Multi-view Semantic Contrastive Alignment for Multimodal Recommendation

Jiuqiang Li, Hongjun Wang

Abstract

Multimodal recommendation advocates integrating the multimodal features of items with historical user behaviors to enhance recommendation accuracy across various online media platforms. The majority of existing methods concentrate on leveraging cross-modal learning over multimodal features to augment node representations. However, these approaches are confronted with two key challenges: i) augmented representations offer limited information gain for interactive prediction in the collaborative view, and ii) semantic discrepancy between the collaborative view and modality-augmented features remains inadequately addressed. To overcome these obstacles, we present a new Multi-view Semantic Contrastive Alignment (MSCA) approach for multimodal recommendation, which models and aligns node representations from multiple views.

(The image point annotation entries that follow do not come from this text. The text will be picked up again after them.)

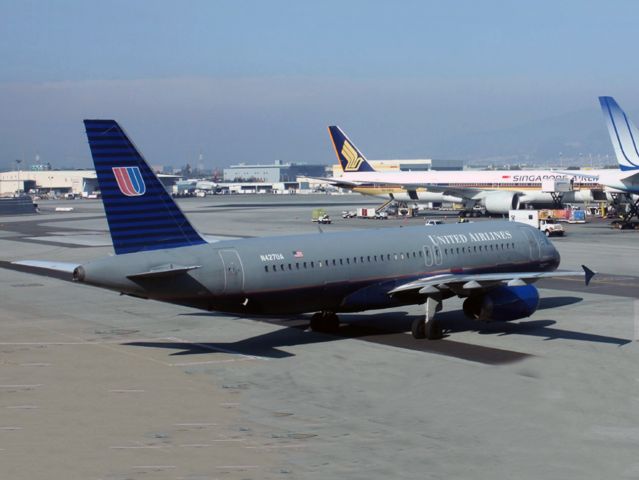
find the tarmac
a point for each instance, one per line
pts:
(94, 385)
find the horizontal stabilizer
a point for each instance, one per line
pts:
(589, 274)
(163, 271)
(47, 265)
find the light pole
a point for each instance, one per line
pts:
(18, 162)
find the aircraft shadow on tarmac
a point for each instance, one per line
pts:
(389, 328)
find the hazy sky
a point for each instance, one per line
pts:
(257, 81)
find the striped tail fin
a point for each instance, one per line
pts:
(623, 133)
(347, 153)
(141, 214)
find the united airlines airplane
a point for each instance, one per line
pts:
(160, 256)
(497, 191)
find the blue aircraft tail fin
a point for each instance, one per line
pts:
(140, 212)
(623, 133)
(347, 153)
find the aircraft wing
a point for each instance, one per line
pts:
(467, 284)
(339, 182)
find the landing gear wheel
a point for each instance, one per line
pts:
(433, 330)
(327, 322)
(418, 328)
(317, 321)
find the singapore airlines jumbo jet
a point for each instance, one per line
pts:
(496, 191)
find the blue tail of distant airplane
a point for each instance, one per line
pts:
(623, 133)
(348, 155)
(140, 212)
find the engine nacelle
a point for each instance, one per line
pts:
(500, 202)
(503, 303)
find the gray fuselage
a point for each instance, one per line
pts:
(345, 271)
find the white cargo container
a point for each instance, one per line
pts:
(366, 212)
(556, 185)
(531, 217)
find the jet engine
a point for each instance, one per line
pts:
(503, 303)
(500, 202)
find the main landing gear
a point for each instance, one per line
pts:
(428, 327)
(326, 322)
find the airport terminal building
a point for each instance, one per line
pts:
(273, 173)
(56, 183)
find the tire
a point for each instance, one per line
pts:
(418, 329)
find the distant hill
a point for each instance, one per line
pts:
(576, 135)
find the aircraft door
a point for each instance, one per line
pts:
(533, 244)
(437, 255)
(233, 271)
(428, 256)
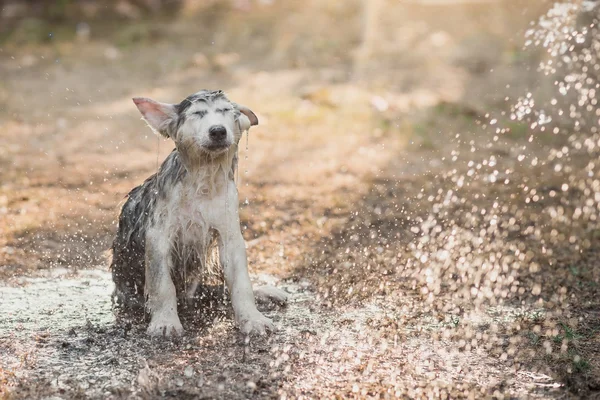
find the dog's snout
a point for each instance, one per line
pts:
(217, 132)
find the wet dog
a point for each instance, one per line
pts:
(170, 225)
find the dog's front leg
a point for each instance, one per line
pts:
(160, 290)
(232, 252)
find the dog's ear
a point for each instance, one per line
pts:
(161, 117)
(252, 118)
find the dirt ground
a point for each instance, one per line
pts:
(415, 185)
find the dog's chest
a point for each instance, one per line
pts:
(190, 215)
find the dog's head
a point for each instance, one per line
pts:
(205, 123)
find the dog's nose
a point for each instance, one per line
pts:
(217, 132)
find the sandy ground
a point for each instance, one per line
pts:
(408, 278)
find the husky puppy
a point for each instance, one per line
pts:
(169, 225)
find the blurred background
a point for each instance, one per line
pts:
(423, 180)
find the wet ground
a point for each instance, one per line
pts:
(429, 252)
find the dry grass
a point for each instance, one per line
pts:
(343, 176)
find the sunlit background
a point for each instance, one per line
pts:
(424, 181)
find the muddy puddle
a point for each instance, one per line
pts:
(59, 339)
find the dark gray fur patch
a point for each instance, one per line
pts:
(129, 246)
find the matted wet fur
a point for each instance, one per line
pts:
(171, 226)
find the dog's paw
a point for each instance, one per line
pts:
(256, 324)
(268, 293)
(166, 326)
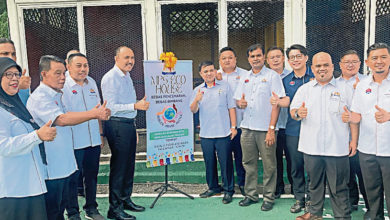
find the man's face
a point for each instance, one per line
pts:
(256, 59)
(350, 65)
(275, 59)
(322, 68)
(297, 60)
(55, 77)
(208, 73)
(78, 68)
(8, 50)
(227, 60)
(10, 81)
(125, 59)
(379, 61)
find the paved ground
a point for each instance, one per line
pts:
(179, 208)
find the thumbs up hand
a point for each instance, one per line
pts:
(346, 116)
(142, 104)
(46, 132)
(274, 99)
(357, 80)
(242, 103)
(381, 115)
(24, 81)
(302, 111)
(101, 112)
(218, 76)
(199, 96)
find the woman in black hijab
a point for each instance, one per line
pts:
(22, 153)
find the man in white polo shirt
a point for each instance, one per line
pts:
(371, 107)
(81, 94)
(229, 72)
(217, 116)
(324, 138)
(45, 104)
(258, 126)
(275, 61)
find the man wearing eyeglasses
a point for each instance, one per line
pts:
(275, 61)
(301, 74)
(349, 66)
(259, 126)
(370, 108)
(7, 49)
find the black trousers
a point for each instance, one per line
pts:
(335, 170)
(56, 198)
(27, 208)
(299, 183)
(237, 153)
(121, 137)
(353, 186)
(221, 148)
(88, 162)
(281, 149)
(376, 176)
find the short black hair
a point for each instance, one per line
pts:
(118, 50)
(349, 52)
(275, 48)
(227, 49)
(6, 40)
(205, 63)
(254, 47)
(45, 62)
(377, 46)
(73, 55)
(299, 47)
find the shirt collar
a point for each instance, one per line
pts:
(260, 73)
(50, 91)
(307, 73)
(73, 83)
(371, 76)
(120, 72)
(332, 82)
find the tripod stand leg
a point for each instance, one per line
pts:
(178, 190)
(163, 190)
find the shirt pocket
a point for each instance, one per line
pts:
(335, 104)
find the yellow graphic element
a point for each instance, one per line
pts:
(169, 60)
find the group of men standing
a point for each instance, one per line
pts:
(309, 114)
(70, 99)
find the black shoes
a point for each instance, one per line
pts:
(267, 206)
(209, 193)
(279, 193)
(297, 207)
(227, 198)
(130, 205)
(119, 215)
(246, 202)
(354, 207)
(242, 190)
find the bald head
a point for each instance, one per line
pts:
(322, 67)
(124, 59)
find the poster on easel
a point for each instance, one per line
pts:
(169, 120)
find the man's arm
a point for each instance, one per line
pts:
(75, 118)
(233, 122)
(354, 138)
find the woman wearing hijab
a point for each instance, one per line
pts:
(22, 153)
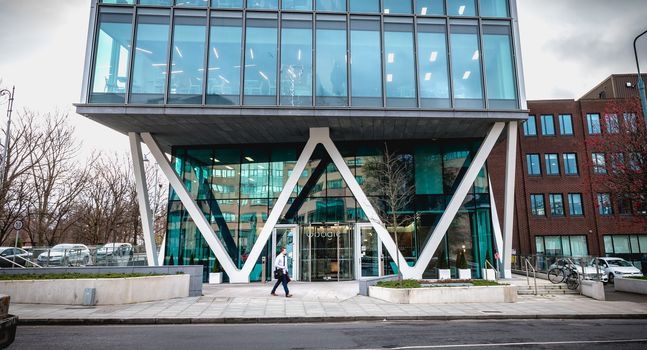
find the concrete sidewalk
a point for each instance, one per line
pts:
(319, 302)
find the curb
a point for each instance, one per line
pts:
(274, 320)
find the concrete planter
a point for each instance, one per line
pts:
(446, 295)
(444, 274)
(109, 291)
(631, 285)
(464, 274)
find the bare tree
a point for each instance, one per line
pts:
(389, 180)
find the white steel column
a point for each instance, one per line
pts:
(457, 200)
(508, 211)
(142, 198)
(194, 211)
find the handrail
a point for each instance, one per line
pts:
(527, 265)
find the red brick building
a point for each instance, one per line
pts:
(559, 210)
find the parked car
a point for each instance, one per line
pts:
(618, 267)
(65, 254)
(16, 255)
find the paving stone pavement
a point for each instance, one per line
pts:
(316, 302)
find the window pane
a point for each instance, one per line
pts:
(227, 3)
(399, 61)
(112, 54)
(461, 7)
(260, 62)
(331, 5)
(432, 63)
(223, 84)
(466, 68)
(430, 7)
(189, 37)
(151, 59)
(302, 5)
(397, 6)
(263, 4)
(331, 62)
(366, 63)
(296, 63)
(565, 124)
(499, 70)
(494, 8)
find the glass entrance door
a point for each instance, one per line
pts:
(368, 251)
(326, 253)
(286, 236)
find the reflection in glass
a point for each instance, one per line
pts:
(302, 5)
(366, 63)
(399, 62)
(430, 7)
(223, 79)
(331, 5)
(151, 59)
(111, 58)
(499, 70)
(397, 6)
(331, 62)
(365, 6)
(260, 62)
(296, 63)
(466, 68)
(189, 37)
(494, 8)
(461, 7)
(263, 4)
(432, 66)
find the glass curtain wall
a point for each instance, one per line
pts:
(223, 72)
(331, 61)
(112, 56)
(296, 60)
(187, 64)
(151, 57)
(366, 62)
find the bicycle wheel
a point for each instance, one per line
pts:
(556, 275)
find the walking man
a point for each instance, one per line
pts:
(281, 272)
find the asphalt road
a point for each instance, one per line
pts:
(508, 334)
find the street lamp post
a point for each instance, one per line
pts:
(641, 83)
(7, 132)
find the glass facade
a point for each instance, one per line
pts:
(373, 53)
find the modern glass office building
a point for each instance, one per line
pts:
(245, 96)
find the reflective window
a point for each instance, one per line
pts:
(366, 63)
(494, 8)
(331, 5)
(499, 69)
(461, 7)
(430, 7)
(296, 62)
(111, 58)
(302, 5)
(575, 207)
(432, 66)
(332, 71)
(365, 6)
(227, 3)
(466, 68)
(260, 61)
(263, 4)
(399, 65)
(187, 72)
(151, 58)
(565, 124)
(223, 76)
(397, 6)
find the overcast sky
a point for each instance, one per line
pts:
(568, 46)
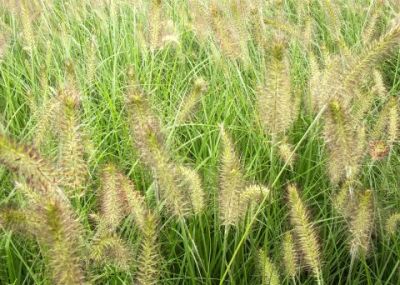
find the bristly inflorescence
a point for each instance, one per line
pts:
(304, 232)
(235, 197)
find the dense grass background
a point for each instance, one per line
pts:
(194, 251)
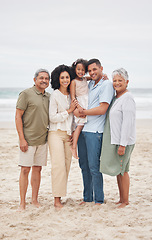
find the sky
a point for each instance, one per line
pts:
(44, 34)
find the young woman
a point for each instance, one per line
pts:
(119, 135)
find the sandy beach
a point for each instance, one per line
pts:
(74, 221)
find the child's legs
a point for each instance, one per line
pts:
(58, 171)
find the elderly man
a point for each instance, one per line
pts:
(32, 121)
(90, 140)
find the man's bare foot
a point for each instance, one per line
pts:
(122, 205)
(36, 204)
(82, 203)
(74, 153)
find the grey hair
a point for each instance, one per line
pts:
(122, 72)
(41, 70)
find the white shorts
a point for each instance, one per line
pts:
(34, 156)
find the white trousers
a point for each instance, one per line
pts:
(61, 156)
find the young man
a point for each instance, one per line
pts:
(101, 93)
(32, 119)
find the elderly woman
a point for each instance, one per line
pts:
(119, 135)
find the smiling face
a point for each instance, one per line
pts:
(80, 70)
(120, 84)
(42, 81)
(64, 80)
(95, 72)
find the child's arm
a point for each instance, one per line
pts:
(72, 90)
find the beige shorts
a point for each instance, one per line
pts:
(34, 156)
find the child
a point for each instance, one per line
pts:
(79, 91)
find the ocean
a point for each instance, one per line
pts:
(8, 98)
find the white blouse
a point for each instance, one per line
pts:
(122, 120)
(58, 115)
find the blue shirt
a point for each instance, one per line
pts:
(102, 92)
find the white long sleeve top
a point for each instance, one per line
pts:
(58, 116)
(122, 120)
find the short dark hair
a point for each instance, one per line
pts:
(74, 64)
(55, 74)
(94, 60)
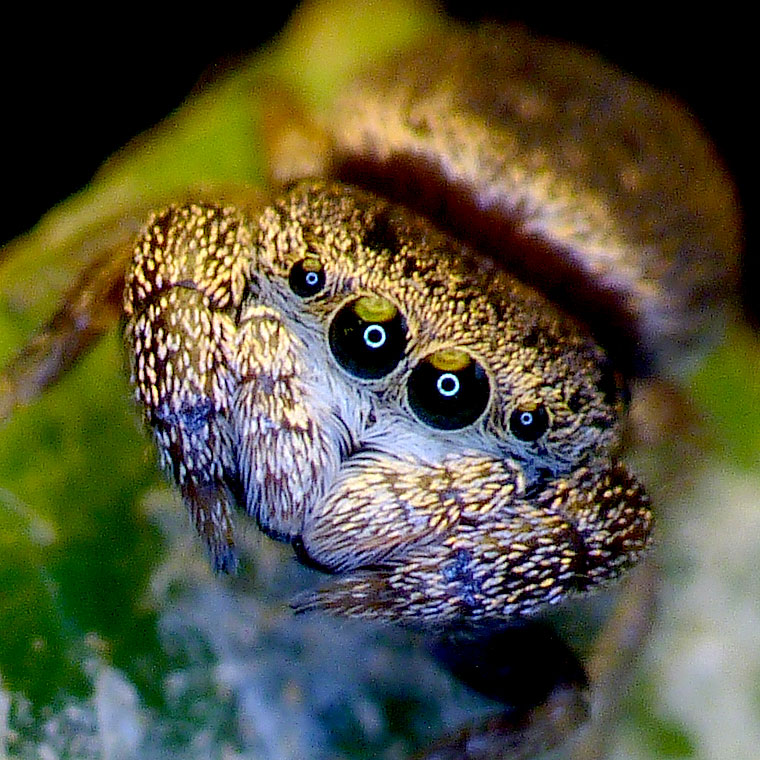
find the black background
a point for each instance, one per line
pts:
(75, 89)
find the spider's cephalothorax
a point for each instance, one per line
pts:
(408, 417)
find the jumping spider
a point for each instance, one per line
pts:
(438, 429)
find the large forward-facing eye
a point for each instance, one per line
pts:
(448, 389)
(307, 277)
(368, 337)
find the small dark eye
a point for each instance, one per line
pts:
(307, 277)
(529, 424)
(448, 390)
(368, 337)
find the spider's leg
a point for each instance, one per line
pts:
(549, 700)
(90, 308)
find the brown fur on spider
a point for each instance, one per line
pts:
(421, 384)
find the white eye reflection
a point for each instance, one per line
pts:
(374, 336)
(448, 384)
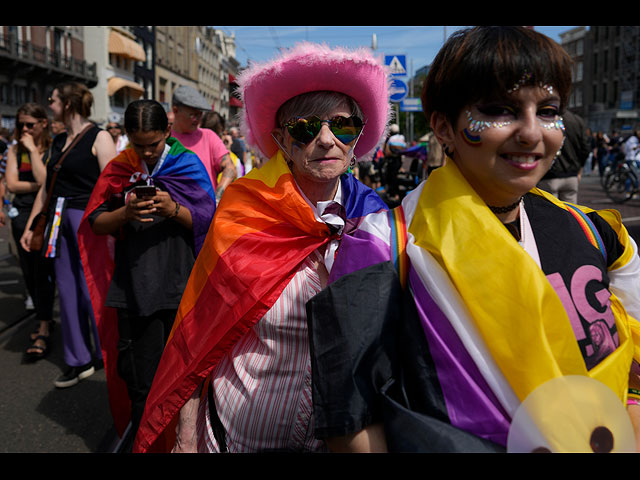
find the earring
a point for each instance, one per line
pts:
(351, 164)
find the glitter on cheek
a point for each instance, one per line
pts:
(473, 140)
(557, 124)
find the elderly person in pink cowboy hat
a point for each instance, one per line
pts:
(235, 374)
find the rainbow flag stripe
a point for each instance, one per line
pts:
(262, 231)
(398, 243)
(588, 227)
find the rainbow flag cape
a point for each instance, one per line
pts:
(262, 231)
(185, 178)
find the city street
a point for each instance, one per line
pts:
(37, 417)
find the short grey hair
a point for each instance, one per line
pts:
(319, 103)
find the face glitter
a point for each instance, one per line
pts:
(477, 126)
(558, 124)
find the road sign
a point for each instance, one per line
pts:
(397, 64)
(398, 90)
(411, 105)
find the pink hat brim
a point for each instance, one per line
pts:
(310, 67)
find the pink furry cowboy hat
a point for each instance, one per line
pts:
(310, 67)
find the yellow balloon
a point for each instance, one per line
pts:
(571, 414)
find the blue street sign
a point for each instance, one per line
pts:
(411, 105)
(397, 90)
(397, 65)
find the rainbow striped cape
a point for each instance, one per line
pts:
(496, 327)
(262, 231)
(185, 178)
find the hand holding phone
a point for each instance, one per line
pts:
(145, 191)
(141, 204)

Specifically, we introduce a multi-view semantic pattern encoder that learns basic embeddings from the collaborative view and independently captures augmented semantic patterns from the item-item structural view and intra-modal view. Furthermore, a semantic contrastive alignment task is designed to mitigate the semantic divergence between collaborative embeddings and augmented representations by maximizing the mutual consistency between them, thereby facilitating an effective integration of both. Comprehensive experiments on three benchmark datasets confirm that the proposed MSCA consistently excels over diverse state-of-the-art baselines.